LARRAÍN: Sim, é claro, sem duvida. Você vive em perigo. Os verdadeiros artistas estão expostos a uma vida perigosa. E perigo não significa que você está prestes a pular pela janela. É o perigo da dor, o perigo de uma forma estranha de alegria, o perigo de não dormir, o perigo de pensar que você é inútil, o perigo de ser diminuído por seu próprio trabalho. E esse medo pode ser paralisante ou extremamente comovente e pode levá-lo de volta ao trabalho. Fui a uma exposição na National Portrait Gallery [em Londres], e vi o trabalho de Francis Bacon, seus retratos. É ótimo, mas é muito doloroso. Saí de lá e tive todos esses sentimentos. É tão doloroso, tão bonito. Então, é claro, há muita alegria e iluminação aqui. Esse é o trabalho de um artista.
DEADLINE: Angelina, para descobrir essa alegria e essa dor, para se aprofundar na psique e no caráter dela, você teve de ir a lugares que nem sempre são agradáveis para encontrá-la?
JOLIE: Acho que isso é verdade, sim. Você se abre e, às vezes, não consegue respirar quando está interpretando essas árias. É uma conexão profunda interpretar algo na frente de um público. É como se fosse a peça final depois de todo o trabalho, das preparações, para chegar a esse ponto. Suas vulnerabilidades são expostas. Que bênção ser uma artista. Você vive e estuda a vida, a emoção, o sentimento e a conexão. Não posso explicar melhor, porque então você vai para um lugar que é tão pessoal.
LARRAÍN: O que ela diz no filme é: “Não existe uma bela melodia feita de felicidade”. Essa é uma citação de Callas que Steve [Knight] pegou e Angie diz no filme.
DEADLINE: Angelina, houve algum momento em que você disse: Pablo, eu te amo, mas não posso fazer isso?
LARRAÍN: Vou responder a isso. Ela disse, mas acabou conseguindo.
JOLIE: Ah, sim. E foi a coisa mais simples do mundo. Não era uma coisa grande. Foi como uma pequena cena improvisada que eu senti, gostei da maneira como a fizemos lá fora. E então foi adorável. E ele estava certo. Mas não era algo que representasse um grande desafio do qual eu tinha medo. Eu simplesmente não entendia. Não senti que estava funcionando no momento, mas ele estava certo.
DEADLINE: Qual foi a cena?
JOLIE: A cena do cartão, foi uma improvisação.

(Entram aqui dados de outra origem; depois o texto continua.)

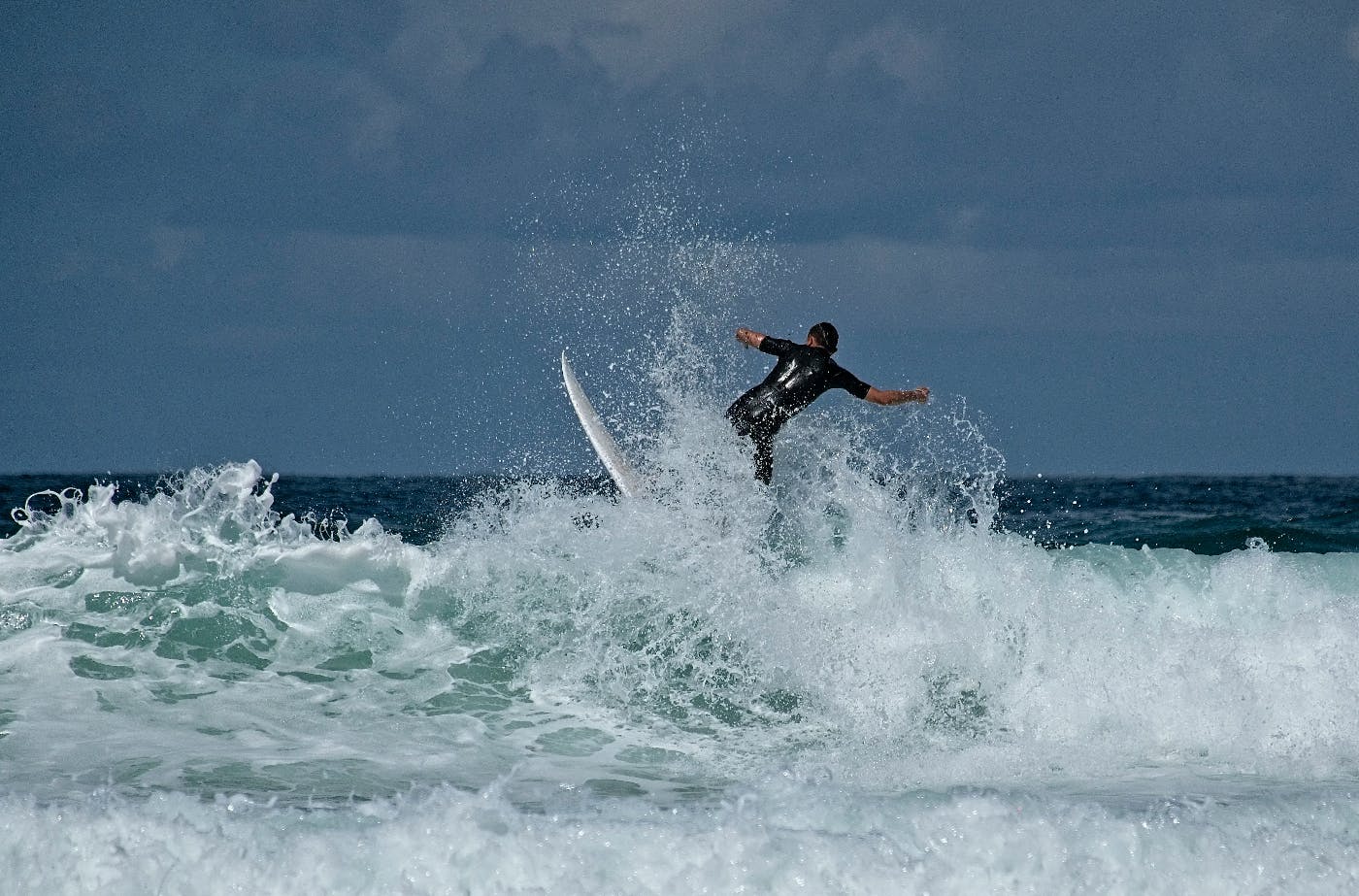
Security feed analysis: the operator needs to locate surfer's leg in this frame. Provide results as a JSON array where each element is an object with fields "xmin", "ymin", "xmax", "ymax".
[{"xmin": 750, "ymin": 432, "xmax": 774, "ymax": 485}]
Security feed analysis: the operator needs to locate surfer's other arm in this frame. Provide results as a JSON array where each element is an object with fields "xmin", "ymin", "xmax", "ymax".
[
  {"xmin": 737, "ymin": 326, "xmax": 765, "ymax": 348},
  {"xmin": 863, "ymin": 386, "xmax": 930, "ymax": 405}
]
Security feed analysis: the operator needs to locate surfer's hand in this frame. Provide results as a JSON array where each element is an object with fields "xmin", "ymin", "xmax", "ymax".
[{"xmin": 737, "ymin": 326, "xmax": 764, "ymax": 348}]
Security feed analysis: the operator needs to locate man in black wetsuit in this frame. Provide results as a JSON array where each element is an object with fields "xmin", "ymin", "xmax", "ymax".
[{"xmin": 727, "ymin": 322, "xmax": 930, "ymax": 485}]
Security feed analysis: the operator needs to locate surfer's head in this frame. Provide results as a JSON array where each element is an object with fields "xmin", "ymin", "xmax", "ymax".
[{"xmin": 808, "ymin": 321, "xmax": 840, "ymax": 355}]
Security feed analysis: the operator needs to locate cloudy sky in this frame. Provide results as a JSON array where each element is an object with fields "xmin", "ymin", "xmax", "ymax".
[{"xmin": 0, "ymin": 0, "xmax": 1359, "ymax": 473}]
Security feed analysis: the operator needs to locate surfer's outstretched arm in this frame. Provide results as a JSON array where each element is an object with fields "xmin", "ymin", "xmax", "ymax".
[
  {"xmin": 863, "ymin": 386, "xmax": 930, "ymax": 405},
  {"xmin": 737, "ymin": 326, "xmax": 765, "ymax": 348}
]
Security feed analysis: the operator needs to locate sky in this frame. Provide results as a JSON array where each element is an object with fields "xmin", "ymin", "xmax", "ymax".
[{"xmin": 0, "ymin": 0, "xmax": 1359, "ymax": 475}]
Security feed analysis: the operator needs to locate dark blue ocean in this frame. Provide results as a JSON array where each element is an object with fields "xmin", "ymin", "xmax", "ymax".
[{"xmin": 0, "ymin": 473, "xmax": 1359, "ymax": 554}]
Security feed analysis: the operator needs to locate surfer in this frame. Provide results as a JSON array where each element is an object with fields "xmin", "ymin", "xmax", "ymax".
[{"xmin": 727, "ymin": 322, "xmax": 930, "ymax": 485}]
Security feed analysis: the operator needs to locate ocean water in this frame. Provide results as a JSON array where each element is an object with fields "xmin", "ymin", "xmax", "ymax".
[
  {"xmin": 8, "ymin": 459, "xmax": 1359, "ymax": 893},
  {"xmin": 8, "ymin": 215, "xmax": 1359, "ymax": 895}
]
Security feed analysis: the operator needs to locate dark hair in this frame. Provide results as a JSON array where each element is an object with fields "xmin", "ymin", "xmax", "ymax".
[{"xmin": 808, "ymin": 321, "xmax": 840, "ymax": 355}]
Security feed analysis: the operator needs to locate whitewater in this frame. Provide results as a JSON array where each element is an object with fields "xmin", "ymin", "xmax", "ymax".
[{"xmin": 0, "ymin": 218, "xmax": 1359, "ymax": 893}]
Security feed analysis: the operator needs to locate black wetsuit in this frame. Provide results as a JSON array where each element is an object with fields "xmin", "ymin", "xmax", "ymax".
[{"xmin": 727, "ymin": 336, "xmax": 869, "ymax": 484}]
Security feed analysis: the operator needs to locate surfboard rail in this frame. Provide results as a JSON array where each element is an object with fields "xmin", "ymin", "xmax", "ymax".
[{"xmin": 561, "ymin": 350, "xmax": 646, "ymax": 498}]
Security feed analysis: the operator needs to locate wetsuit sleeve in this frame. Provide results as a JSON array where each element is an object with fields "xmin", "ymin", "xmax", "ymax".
[
  {"xmin": 760, "ymin": 336, "xmax": 796, "ymax": 357},
  {"xmin": 832, "ymin": 367, "xmax": 871, "ymax": 398}
]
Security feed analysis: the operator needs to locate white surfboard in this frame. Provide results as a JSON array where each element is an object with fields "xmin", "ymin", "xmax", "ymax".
[{"xmin": 561, "ymin": 352, "xmax": 646, "ymax": 498}]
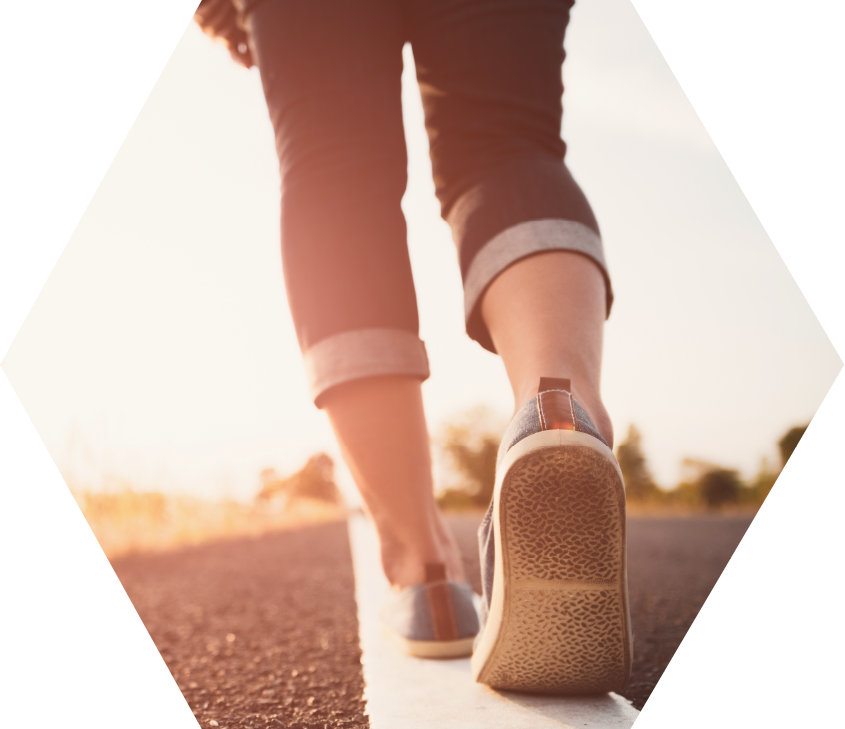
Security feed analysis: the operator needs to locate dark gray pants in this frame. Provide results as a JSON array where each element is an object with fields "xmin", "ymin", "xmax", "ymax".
[{"xmin": 246, "ymin": 0, "xmax": 612, "ymax": 404}]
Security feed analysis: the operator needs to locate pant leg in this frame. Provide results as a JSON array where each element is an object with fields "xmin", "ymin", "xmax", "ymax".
[
  {"xmin": 408, "ymin": 0, "xmax": 612, "ymax": 351},
  {"xmin": 246, "ymin": 0, "xmax": 428, "ymax": 404}
]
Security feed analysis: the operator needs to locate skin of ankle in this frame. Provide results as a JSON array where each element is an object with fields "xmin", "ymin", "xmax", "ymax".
[
  {"xmin": 323, "ymin": 376, "xmax": 466, "ymax": 587},
  {"xmin": 481, "ymin": 251, "xmax": 613, "ymax": 447}
]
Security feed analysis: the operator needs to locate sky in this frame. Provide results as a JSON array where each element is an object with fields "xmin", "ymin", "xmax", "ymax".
[{"xmin": 2, "ymin": 0, "xmax": 841, "ymax": 498}]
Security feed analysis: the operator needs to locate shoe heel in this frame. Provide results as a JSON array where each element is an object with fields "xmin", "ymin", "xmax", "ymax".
[{"xmin": 472, "ymin": 430, "xmax": 631, "ymax": 694}]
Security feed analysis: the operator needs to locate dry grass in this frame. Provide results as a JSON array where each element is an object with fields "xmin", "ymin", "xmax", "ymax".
[{"xmin": 71, "ymin": 489, "xmax": 346, "ymax": 559}]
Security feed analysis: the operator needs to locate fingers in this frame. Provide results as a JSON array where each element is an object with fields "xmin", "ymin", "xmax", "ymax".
[{"xmin": 194, "ymin": 0, "xmax": 255, "ymax": 68}]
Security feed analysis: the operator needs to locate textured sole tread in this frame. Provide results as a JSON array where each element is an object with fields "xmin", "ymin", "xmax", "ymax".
[{"xmin": 476, "ymin": 432, "xmax": 631, "ymax": 694}]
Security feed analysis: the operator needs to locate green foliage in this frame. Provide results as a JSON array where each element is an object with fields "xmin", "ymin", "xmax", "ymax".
[
  {"xmin": 616, "ymin": 425, "xmax": 659, "ymax": 502},
  {"xmin": 255, "ymin": 453, "xmax": 342, "ymax": 504},
  {"xmin": 697, "ymin": 468, "xmax": 742, "ymax": 509},
  {"xmin": 437, "ymin": 409, "xmax": 807, "ymax": 511},
  {"xmin": 437, "ymin": 408, "xmax": 502, "ymax": 511}
]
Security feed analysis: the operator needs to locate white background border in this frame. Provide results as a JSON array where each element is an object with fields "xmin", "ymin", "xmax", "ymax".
[{"xmin": 0, "ymin": 0, "xmax": 845, "ymax": 729}]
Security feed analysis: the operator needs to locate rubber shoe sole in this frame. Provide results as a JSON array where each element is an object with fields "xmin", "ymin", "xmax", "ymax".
[
  {"xmin": 382, "ymin": 626, "xmax": 475, "ymax": 658},
  {"xmin": 471, "ymin": 430, "xmax": 632, "ymax": 695}
]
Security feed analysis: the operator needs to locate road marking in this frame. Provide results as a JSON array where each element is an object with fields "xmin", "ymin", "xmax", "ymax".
[{"xmin": 349, "ymin": 513, "xmax": 639, "ymax": 729}]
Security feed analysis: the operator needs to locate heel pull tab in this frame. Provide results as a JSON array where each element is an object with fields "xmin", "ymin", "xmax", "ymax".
[
  {"xmin": 424, "ymin": 562, "xmax": 460, "ymax": 640},
  {"xmin": 537, "ymin": 377, "xmax": 578, "ymax": 430}
]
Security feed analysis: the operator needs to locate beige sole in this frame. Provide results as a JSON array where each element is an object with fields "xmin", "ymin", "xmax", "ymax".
[
  {"xmin": 382, "ymin": 625, "xmax": 475, "ymax": 658},
  {"xmin": 472, "ymin": 430, "xmax": 631, "ymax": 694}
]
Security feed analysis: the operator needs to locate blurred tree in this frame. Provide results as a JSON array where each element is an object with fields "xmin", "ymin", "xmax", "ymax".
[
  {"xmin": 697, "ymin": 468, "xmax": 742, "ymax": 509},
  {"xmin": 616, "ymin": 425, "xmax": 660, "ymax": 501},
  {"xmin": 437, "ymin": 408, "xmax": 502, "ymax": 510},
  {"xmin": 443, "ymin": 425, "xmax": 499, "ymax": 506},
  {"xmin": 255, "ymin": 453, "xmax": 343, "ymax": 504},
  {"xmin": 742, "ymin": 458, "xmax": 778, "ymax": 506},
  {"xmin": 778, "ymin": 424, "xmax": 809, "ymax": 468}
]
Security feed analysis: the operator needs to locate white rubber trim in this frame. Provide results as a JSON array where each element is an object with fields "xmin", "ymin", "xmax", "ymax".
[{"xmin": 349, "ymin": 512, "xmax": 639, "ymax": 729}]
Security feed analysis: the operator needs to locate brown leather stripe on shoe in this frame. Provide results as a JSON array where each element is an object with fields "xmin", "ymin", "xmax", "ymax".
[
  {"xmin": 425, "ymin": 564, "xmax": 460, "ymax": 640},
  {"xmin": 537, "ymin": 377, "xmax": 578, "ymax": 430}
]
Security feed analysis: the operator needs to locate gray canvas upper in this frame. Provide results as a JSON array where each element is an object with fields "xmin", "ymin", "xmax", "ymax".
[{"xmin": 381, "ymin": 582, "xmax": 479, "ymax": 641}]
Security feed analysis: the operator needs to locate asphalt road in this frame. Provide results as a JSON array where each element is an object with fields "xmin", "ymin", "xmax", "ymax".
[{"xmin": 112, "ymin": 516, "xmax": 751, "ymax": 729}]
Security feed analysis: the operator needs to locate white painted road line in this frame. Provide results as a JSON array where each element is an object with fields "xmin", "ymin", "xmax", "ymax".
[{"xmin": 349, "ymin": 513, "xmax": 639, "ymax": 729}]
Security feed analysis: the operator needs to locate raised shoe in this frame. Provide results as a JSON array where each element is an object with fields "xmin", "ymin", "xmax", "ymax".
[{"xmin": 472, "ymin": 378, "xmax": 632, "ymax": 694}]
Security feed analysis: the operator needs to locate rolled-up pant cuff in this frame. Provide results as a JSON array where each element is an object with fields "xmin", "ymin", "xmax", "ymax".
[
  {"xmin": 464, "ymin": 220, "xmax": 613, "ymax": 352},
  {"xmin": 304, "ymin": 329, "xmax": 430, "ymax": 407}
]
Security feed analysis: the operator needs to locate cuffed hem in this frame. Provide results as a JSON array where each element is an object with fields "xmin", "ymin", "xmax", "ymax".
[
  {"xmin": 464, "ymin": 220, "xmax": 613, "ymax": 352},
  {"xmin": 304, "ymin": 329, "xmax": 431, "ymax": 407}
]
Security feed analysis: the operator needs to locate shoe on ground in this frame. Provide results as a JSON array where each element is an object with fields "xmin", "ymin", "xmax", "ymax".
[
  {"xmin": 381, "ymin": 564, "xmax": 479, "ymax": 658},
  {"xmin": 472, "ymin": 378, "xmax": 632, "ymax": 695}
]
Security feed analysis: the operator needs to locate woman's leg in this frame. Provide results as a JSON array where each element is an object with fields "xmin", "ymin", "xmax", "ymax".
[
  {"xmin": 248, "ymin": 0, "xmax": 464, "ymax": 587},
  {"xmin": 481, "ymin": 251, "xmax": 613, "ymax": 447},
  {"xmin": 324, "ymin": 377, "xmax": 466, "ymax": 587},
  {"xmin": 411, "ymin": 0, "xmax": 612, "ymax": 442}
]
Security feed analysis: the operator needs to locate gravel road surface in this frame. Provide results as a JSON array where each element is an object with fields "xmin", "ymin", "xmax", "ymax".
[{"xmin": 112, "ymin": 516, "xmax": 751, "ymax": 729}]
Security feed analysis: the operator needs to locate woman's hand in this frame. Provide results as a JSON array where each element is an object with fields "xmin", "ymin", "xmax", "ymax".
[{"xmin": 194, "ymin": 0, "xmax": 255, "ymax": 68}]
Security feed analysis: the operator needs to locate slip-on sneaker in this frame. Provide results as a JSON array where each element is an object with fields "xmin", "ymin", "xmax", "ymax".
[
  {"xmin": 472, "ymin": 377, "xmax": 632, "ymax": 694},
  {"xmin": 381, "ymin": 564, "xmax": 479, "ymax": 658}
]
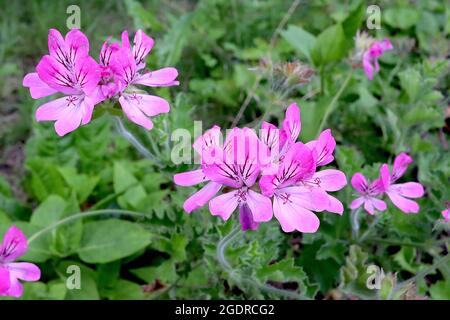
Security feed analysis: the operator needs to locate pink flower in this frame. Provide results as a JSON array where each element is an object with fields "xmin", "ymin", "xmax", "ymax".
[
  {"xmin": 380, "ymin": 152, "xmax": 424, "ymax": 213},
  {"xmin": 259, "ymin": 142, "xmax": 328, "ymax": 233},
  {"xmin": 174, "ymin": 126, "xmax": 222, "ymax": 213},
  {"xmin": 23, "ymin": 29, "xmax": 100, "ymax": 136},
  {"xmin": 109, "ymin": 30, "xmax": 179, "ymax": 130},
  {"xmin": 441, "ymin": 205, "xmax": 450, "ymax": 222},
  {"xmin": 0, "ymin": 226, "xmax": 41, "ymax": 297},
  {"xmin": 350, "ymin": 172, "xmax": 386, "ymax": 214},
  {"xmin": 203, "ymin": 128, "xmax": 272, "ymax": 230},
  {"xmin": 363, "ymin": 39, "xmax": 394, "ymax": 80}
]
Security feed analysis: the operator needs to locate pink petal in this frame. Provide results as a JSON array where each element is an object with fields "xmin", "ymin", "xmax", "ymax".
[
  {"xmin": 209, "ymin": 190, "xmax": 239, "ymax": 221},
  {"xmin": 48, "ymin": 29, "xmax": 66, "ymax": 58},
  {"xmin": 379, "ymin": 164, "xmax": 391, "ymax": 192},
  {"xmin": 183, "ymin": 182, "xmax": 222, "ymax": 213},
  {"xmin": 310, "ymin": 169, "xmax": 347, "ymax": 191},
  {"xmin": 276, "ymin": 186, "xmax": 329, "ymax": 211},
  {"xmin": 349, "ymin": 197, "xmax": 364, "ymax": 210},
  {"xmin": 283, "ymin": 103, "xmax": 302, "ymax": 142},
  {"xmin": 36, "ymin": 55, "xmax": 80, "ymax": 94},
  {"xmin": 364, "ymin": 199, "xmax": 375, "ymax": 215},
  {"xmin": 22, "ymin": 72, "xmax": 57, "ymax": 99},
  {"xmin": 0, "ymin": 267, "xmax": 11, "ymax": 296},
  {"xmin": 380, "ymin": 38, "xmax": 394, "ymax": 51},
  {"xmin": 239, "ymin": 204, "xmax": 260, "ymax": 231},
  {"xmin": 100, "ymin": 39, "xmax": 120, "ymax": 67},
  {"xmin": 65, "ymin": 29, "xmax": 89, "ymax": 61},
  {"xmin": 122, "ymin": 30, "xmax": 131, "ymax": 49},
  {"xmin": 306, "ymin": 129, "xmax": 336, "ymax": 166},
  {"xmin": 277, "ymin": 142, "xmax": 316, "ymax": 188},
  {"xmin": 273, "ymin": 197, "xmax": 320, "ymax": 233},
  {"xmin": 441, "ymin": 209, "xmax": 450, "ymax": 222},
  {"xmin": 132, "ymin": 94, "xmax": 170, "ymax": 117},
  {"xmin": 133, "ymin": 29, "xmax": 154, "ymax": 65},
  {"xmin": 247, "ymin": 190, "xmax": 273, "ymax": 222},
  {"xmin": 5, "ymin": 276, "xmax": 23, "ymax": 298},
  {"xmin": 0, "ymin": 226, "xmax": 28, "ymax": 262},
  {"xmin": 259, "ymin": 175, "xmax": 276, "ymax": 197},
  {"xmin": 386, "ymin": 190, "xmax": 420, "ymax": 213},
  {"xmin": 55, "ymin": 96, "xmax": 86, "ymax": 136},
  {"xmin": 119, "ymin": 94, "xmax": 153, "ymax": 130},
  {"xmin": 173, "ymin": 169, "xmax": 207, "ymax": 187},
  {"xmin": 389, "ymin": 182, "xmax": 425, "ymax": 198},
  {"xmin": 363, "ymin": 52, "xmax": 373, "ymax": 80},
  {"xmin": 8, "ymin": 262, "xmax": 41, "ymax": 281},
  {"xmin": 351, "ymin": 172, "xmax": 368, "ymax": 193},
  {"xmin": 134, "ymin": 68, "xmax": 179, "ymax": 87},
  {"xmin": 109, "ymin": 48, "xmax": 137, "ymax": 87},
  {"xmin": 75, "ymin": 56, "xmax": 101, "ymax": 94},
  {"xmin": 325, "ymin": 195, "xmax": 344, "ymax": 215}
]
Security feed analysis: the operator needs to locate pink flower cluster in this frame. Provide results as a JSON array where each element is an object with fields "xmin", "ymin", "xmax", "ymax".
[
  {"xmin": 23, "ymin": 29, "xmax": 178, "ymax": 136},
  {"xmin": 362, "ymin": 38, "xmax": 394, "ymax": 80},
  {"xmin": 174, "ymin": 103, "xmax": 347, "ymax": 233},
  {"xmin": 350, "ymin": 152, "xmax": 424, "ymax": 214},
  {"xmin": 0, "ymin": 226, "xmax": 41, "ymax": 297}
]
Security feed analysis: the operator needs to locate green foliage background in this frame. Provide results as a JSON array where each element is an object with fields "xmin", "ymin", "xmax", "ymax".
[{"xmin": 0, "ymin": 0, "xmax": 450, "ymax": 299}]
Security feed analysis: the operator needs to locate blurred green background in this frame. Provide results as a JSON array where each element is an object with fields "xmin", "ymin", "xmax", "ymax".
[{"xmin": 0, "ymin": 0, "xmax": 450, "ymax": 299}]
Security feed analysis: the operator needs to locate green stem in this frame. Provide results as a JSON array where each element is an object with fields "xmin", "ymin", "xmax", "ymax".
[
  {"xmin": 115, "ymin": 117, "xmax": 163, "ymax": 168},
  {"xmin": 216, "ymin": 225, "xmax": 310, "ymax": 300},
  {"xmin": 361, "ymin": 238, "xmax": 430, "ymax": 249},
  {"xmin": 350, "ymin": 208, "xmax": 359, "ymax": 241},
  {"xmin": 28, "ymin": 209, "xmax": 148, "ymax": 245},
  {"xmin": 388, "ymin": 254, "xmax": 450, "ymax": 300},
  {"xmin": 316, "ymin": 70, "xmax": 353, "ymax": 136}
]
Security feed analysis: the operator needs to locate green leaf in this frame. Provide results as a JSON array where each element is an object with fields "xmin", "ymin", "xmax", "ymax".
[
  {"xmin": 398, "ymin": 68, "xmax": 421, "ymax": 102},
  {"xmin": 58, "ymin": 167, "xmax": 99, "ymax": 204},
  {"xmin": 103, "ymin": 279, "xmax": 144, "ymax": 300},
  {"xmin": 430, "ymin": 280, "xmax": 450, "ymax": 301},
  {"xmin": 78, "ymin": 219, "xmax": 150, "ymax": 263},
  {"xmin": 281, "ymin": 25, "xmax": 316, "ymax": 63},
  {"xmin": 311, "ymin": 23, "xmax": 346, "ymax": 66},
  {"xmin": 383, "ymin": 6, "xmax": 420, "ymax": 30}
]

DEADLINE: Quando nos encontramos em Telluride, você revelou que não conseguia ouvir Callas porque isso a fazia lembrar, digamos, da alegria e da dor de interpretar Callas. Isso mudou?
JOLIE: Sim, ela está de volta. Comecei a ouvi-la novamente. Ela está de volta, a cura já começou. Era Tosca, “Vissi D'Arte”. Escolhi essa porque foi a que provavelmente associei a muita dor por causa do final do filme. Eu não estava conseguindo ouvir por causa de todas essas associações. Eu queria voltar a essa música. De uma forma estranha, a música, quando estávamos filmando, ajudou a curar uma parte de mim.
DEADLINE: Ao ver sua atuação, senti que esse é o tipo de papel pelo qual um artista espera muito tempo.
JOLIE: Você pode esperar muito tempo por esse tipo de trabalho, por esse tipo de papel. Você perguntou antes se esse era o papel de uma vida inteira e acho que sim. E eu esperei muito tempo para trabalhar com Pablo e vejo o resultado como um verdadeiro presente.